15 February 2020

After the End of the 'Pink Tide,' What’s Next for South America?


Earlier this year, it seemed as if the “pink tide” of leftist governments that swept across Latin America in the early 2000s had all but retreated. The wave of conservative governments that replaced them owed their rise in part to the region’s economic difficulties following the end of the commodities boom of the first decade of the 21st century. But they also took advantage of the failure by many of the leftist leaders to translate that economic boom into sustainable advances for the lower and middle classes. The election of Jair Bolsonaro in Brazil in 2018, after a campaign spent vilifying women as well as marginalized and indigenous communities, was a particular blow to the region’s progressives.
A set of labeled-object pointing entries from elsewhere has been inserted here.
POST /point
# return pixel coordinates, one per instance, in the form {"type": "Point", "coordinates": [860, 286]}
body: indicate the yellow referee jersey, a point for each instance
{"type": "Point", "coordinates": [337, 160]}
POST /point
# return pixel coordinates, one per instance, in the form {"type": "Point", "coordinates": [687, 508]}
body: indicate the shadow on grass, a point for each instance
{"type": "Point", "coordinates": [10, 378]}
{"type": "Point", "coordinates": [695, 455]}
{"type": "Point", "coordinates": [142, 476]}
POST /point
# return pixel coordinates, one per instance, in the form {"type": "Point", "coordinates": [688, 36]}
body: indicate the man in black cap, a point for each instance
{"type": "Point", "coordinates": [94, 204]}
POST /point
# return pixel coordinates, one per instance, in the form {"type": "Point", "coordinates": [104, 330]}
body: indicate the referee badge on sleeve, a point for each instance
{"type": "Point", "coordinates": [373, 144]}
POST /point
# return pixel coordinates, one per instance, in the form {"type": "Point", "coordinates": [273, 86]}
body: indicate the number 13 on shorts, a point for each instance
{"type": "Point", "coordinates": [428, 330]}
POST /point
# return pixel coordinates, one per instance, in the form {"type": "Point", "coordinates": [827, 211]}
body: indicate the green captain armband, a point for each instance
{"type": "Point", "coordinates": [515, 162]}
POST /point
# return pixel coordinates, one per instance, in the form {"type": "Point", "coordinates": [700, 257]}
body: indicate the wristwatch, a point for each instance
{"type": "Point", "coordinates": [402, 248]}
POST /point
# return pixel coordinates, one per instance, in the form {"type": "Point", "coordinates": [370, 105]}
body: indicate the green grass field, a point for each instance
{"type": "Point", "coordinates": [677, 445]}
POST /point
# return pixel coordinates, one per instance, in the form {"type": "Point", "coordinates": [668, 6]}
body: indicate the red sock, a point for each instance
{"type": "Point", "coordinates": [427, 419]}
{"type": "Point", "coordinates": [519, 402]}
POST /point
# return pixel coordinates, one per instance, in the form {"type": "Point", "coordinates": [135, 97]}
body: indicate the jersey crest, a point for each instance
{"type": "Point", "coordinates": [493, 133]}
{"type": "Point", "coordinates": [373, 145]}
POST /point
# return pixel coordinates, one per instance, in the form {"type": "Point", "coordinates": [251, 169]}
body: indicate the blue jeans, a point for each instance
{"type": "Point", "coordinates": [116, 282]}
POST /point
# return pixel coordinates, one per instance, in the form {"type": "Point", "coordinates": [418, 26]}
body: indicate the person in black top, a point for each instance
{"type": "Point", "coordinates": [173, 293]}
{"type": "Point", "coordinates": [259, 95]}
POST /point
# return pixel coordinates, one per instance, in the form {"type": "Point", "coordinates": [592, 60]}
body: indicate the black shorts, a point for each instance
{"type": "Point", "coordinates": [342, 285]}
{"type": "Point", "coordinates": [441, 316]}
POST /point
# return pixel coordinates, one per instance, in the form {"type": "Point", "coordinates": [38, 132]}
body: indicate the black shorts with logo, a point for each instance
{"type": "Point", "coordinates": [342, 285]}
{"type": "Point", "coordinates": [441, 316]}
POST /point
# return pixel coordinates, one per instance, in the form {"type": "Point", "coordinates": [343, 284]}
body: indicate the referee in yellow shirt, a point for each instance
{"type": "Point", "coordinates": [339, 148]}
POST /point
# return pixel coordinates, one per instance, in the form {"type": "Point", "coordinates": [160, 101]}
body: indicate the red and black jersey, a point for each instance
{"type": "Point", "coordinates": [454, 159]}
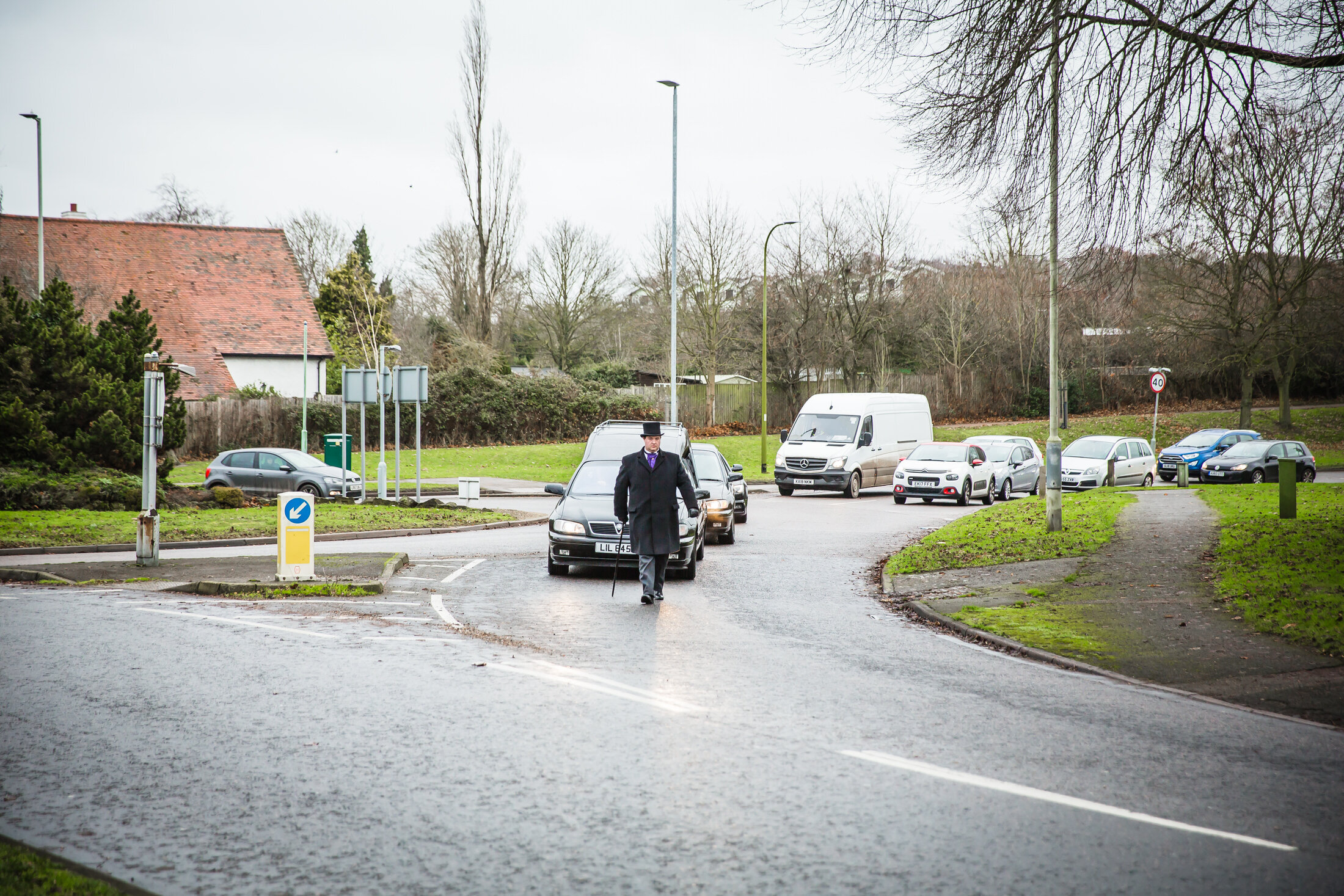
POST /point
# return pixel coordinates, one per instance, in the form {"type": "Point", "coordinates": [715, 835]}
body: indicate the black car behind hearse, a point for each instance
{"type": "Point", "coordinates": [583, 530]}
More recently, the South American left has shown signs of a revival. Argentina’s center-left Peronist candidate, Alberto Fernandez, ousted the market-friendly incumbent, Mauricio Macri, in that country’s presidential election in October. Macri had won office in 2015 pledging to remedy the economic missteps of his Peronist predecessor, but his austerity measures and heavy borrowing triggered an economic crisis that cost him the presidency. And massive protests in Ecuador and Chile forced the governments in those countries to backtrack on austerity measures, calling into question in the case of Chile the country’s longstanding neoliberal economic model.


Nevertheless, the fall in early November of Bolivian President Evo Morales after a disputed election left Venezuela’s regime as the last survivor of South America’s earlier leftist transformation. But the Bolivarian revolution that began under former President Hugo Chavez has transformed into an economic and humanitarian disaster under his successor, Nicolas Maduro. Maduro managed to eke out reelection in 2018 amid complaints of voting irregularities. Now much of the region, with Washington’s backing, has coalesced around an effort to push him from office by supporting what some skeptics have called an attempted coup.
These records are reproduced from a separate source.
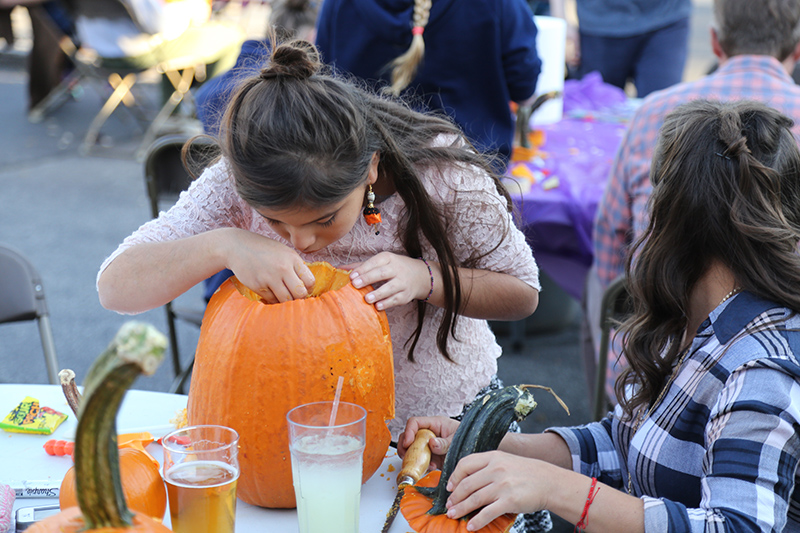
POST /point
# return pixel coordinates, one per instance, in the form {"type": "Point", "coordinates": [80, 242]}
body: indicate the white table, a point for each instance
{"type": "Point", "coordinates": [23, 458]}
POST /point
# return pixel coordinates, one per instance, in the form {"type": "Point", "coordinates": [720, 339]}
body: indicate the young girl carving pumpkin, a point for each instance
{"type": "Point", "coordinates": [301, 151]}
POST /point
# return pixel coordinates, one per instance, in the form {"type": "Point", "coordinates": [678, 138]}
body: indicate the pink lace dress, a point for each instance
{"type": "Point", "coordinates": [477, 222]}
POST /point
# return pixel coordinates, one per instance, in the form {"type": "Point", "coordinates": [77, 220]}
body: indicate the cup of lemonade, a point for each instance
{"type": "Point", "coordinates": [201, 468]}
{"type": "Point", "coordinates": [326, 465]}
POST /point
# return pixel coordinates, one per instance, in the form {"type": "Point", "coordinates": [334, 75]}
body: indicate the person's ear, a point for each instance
{"type": "Point", "coordinates": [372, 177]}
{"type": "Point", "coordinates": [716, 47]}
{"type": "Point", "coordinates": [795, 55]}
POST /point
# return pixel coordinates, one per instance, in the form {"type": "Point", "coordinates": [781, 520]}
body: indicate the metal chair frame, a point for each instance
{"type": "Point", "coordinates": [165, 178]}
{"type": "Point", "coordinates": [181, 72]}
{"type": "Point", "coordinates": [22, 298]}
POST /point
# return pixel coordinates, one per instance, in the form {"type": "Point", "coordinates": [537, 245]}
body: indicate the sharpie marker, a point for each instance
{"type": "Point", "coordinates": [36, 489]}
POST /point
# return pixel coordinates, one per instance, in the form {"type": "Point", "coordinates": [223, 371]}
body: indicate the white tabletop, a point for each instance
{"type": "Point", "coordinates": [23, 458]}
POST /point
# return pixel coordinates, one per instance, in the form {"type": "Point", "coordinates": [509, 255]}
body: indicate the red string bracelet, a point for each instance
{"type": "Point", "coordinates": [430, 273]}
{"type": "Point", "coordinates": [584, 521]}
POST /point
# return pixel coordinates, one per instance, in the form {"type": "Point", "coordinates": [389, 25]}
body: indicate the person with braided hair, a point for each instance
{"type": "Point", "coordinates": [705, 435]}
{"type": "Point", "coordinates": [307, 159]}
{"type": "Point", "coordinates": [464, 58]}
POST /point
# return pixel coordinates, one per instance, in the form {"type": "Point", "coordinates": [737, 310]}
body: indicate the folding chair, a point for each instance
{"type": "Point", "coordinates": [22, 298]}
{"type": "Point", "coordinates": [166, 177]}
{"type": "Point", "coordinates": [615, 307]}
{"type": "Point", "coordinates": [122, 74]}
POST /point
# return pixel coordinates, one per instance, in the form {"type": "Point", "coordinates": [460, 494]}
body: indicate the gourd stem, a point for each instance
{"type": "Point", "coordinates": [548, 389]}
{"type": "Point", "coordinates": [136, 349]}
{"type": "Point", "coordinates": [71, 393]}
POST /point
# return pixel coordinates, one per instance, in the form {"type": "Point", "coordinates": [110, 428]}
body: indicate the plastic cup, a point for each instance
{"type": "Point", "coordinates": [327, 465]}
{"type": "Point", "coordinates": [201, 469]}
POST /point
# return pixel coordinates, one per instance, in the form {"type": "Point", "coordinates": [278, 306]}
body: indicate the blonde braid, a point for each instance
{"type": "Point", "coordinates": [404, 67]}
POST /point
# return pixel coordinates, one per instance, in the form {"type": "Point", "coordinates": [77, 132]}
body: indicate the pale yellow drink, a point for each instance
{"type": "Point", "coordinates": [326, 470]}
{"type": "Point", "coordinates": [202, 497]}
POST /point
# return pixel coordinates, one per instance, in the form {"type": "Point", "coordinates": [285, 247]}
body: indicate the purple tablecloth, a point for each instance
{"type": "Point", "coordinates": [558, 199]}
{"type": "Point", "coordinates": [557, 190]}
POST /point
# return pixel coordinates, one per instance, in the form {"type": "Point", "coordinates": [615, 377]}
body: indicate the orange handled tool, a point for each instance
{"type": "Point", "coordinates": [415, 464]}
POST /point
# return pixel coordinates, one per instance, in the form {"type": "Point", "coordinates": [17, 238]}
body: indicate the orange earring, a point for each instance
{"type": "Point", "coordinates": [371, 213]}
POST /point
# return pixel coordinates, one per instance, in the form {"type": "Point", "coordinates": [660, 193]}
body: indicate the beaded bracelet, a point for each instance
{"type": "Point", "coordinates": [430, 273]}
{"type": "Point", "coordinates": [584, 521]}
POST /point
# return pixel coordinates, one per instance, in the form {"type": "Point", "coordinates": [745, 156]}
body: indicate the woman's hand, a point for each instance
{"type": "Point", "coordinates": [271, 269]}
{"type": "Point", "coordinates": [498, 483]}
{"type": "Point", "coordinates": [444, 428]}
{"type": "Point", "coordinates": [402, 279]}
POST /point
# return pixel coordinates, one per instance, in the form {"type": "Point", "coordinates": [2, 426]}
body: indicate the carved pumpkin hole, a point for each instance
{"type": "Point", "coordinates": [326, 278]}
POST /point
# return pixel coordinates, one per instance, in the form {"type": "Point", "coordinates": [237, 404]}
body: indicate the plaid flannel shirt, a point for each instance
{"type": "Point", "coordinates": [720, 451]}
{"type": "Point", "coordinates": [622, 213]}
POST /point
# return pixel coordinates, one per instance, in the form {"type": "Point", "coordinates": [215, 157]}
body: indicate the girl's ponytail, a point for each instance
{"type": "Point", "coordinates": [404, 67]}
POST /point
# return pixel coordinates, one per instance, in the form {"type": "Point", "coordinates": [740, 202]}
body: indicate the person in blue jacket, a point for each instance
{"type": "Point", "coordinates": [466, 58]}
{"type": "Point", "coordinates": [646, 41]}
{"type": "Point", "coordinates": [291, 19]}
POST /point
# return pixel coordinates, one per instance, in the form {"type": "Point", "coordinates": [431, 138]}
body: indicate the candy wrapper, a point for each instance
{"type": "Point", "coordinates": [7, 498]}
{"type": "Point", "coordinates": [29, 417]}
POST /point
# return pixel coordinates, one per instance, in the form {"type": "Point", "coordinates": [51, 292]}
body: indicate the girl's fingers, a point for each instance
{"type": "Point", "coordinates": [268, 296]}
{"type": "Point", "coordinates": [305, 275]}
{"type": "Point", "coordinates": [471, 494]}
{"type": "Point", "coordinates": [466, 466]}
{"type": "Point", "coordinates": [485, 516]}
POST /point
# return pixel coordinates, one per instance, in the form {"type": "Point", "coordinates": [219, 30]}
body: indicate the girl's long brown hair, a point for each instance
{"type": "Point", "coordinates": [297, 136]}
{"type": "Point", "coordinates": [726, 187]}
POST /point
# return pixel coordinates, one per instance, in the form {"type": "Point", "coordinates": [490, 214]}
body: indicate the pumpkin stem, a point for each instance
{"type": "Point", "coordinates": [137, 348]}
{"type": "Point", "coordinates": [71, 393]}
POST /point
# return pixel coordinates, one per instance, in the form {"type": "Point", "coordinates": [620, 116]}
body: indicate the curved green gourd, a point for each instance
{"type": "Point", "coordinates": [137, 348]}
{"type": "Point", "coordinates": [483, 427]}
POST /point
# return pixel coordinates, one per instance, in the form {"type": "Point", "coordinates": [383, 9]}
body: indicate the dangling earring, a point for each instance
{"type": "Point", "coordinates": [371, 213]}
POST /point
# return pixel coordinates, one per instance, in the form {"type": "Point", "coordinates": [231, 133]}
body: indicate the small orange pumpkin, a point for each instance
{"type": "Point", "coordinates": [415, 509]}
{"type": "Point", "coordinates": [255, 361]}
{"type": "Point", "coordinates": [141, 483]}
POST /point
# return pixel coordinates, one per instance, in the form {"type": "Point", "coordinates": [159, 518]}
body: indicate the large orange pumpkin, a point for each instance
{"type": "Point", "coordinates": [255, 361]}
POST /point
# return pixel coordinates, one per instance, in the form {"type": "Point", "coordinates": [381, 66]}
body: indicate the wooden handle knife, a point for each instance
{"type": "Point", "coordinates": [415, 464]}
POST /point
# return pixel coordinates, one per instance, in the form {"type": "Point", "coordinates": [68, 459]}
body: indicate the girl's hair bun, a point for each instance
{"type": "Point", "coordinates": [297, 59]}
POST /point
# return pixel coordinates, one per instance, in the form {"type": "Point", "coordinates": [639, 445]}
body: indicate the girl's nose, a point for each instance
{"type": "Point", "coordinates": [302, 239]}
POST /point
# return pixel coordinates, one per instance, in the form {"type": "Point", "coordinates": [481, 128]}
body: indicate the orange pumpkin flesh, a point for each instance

Major advances in the region are also in danger. Colombia’s fragile peace process is at risk of falling apart after President Ivan Duque dragged out the establishment of a tribunal to judge and punish war crimes. Meanwhile, the illicit drug trade across the region is booming, as is organized crime, even as corruption continues to flourish.

That has not stemmed efforts by Russia and China to deepen trade ties with countries across the region, though. America, threatened by Moscow and Beijing’s newfound interest, has accused the other global powers of propping up corrupt governments and is taking steps to shore up its own partnerships in South America.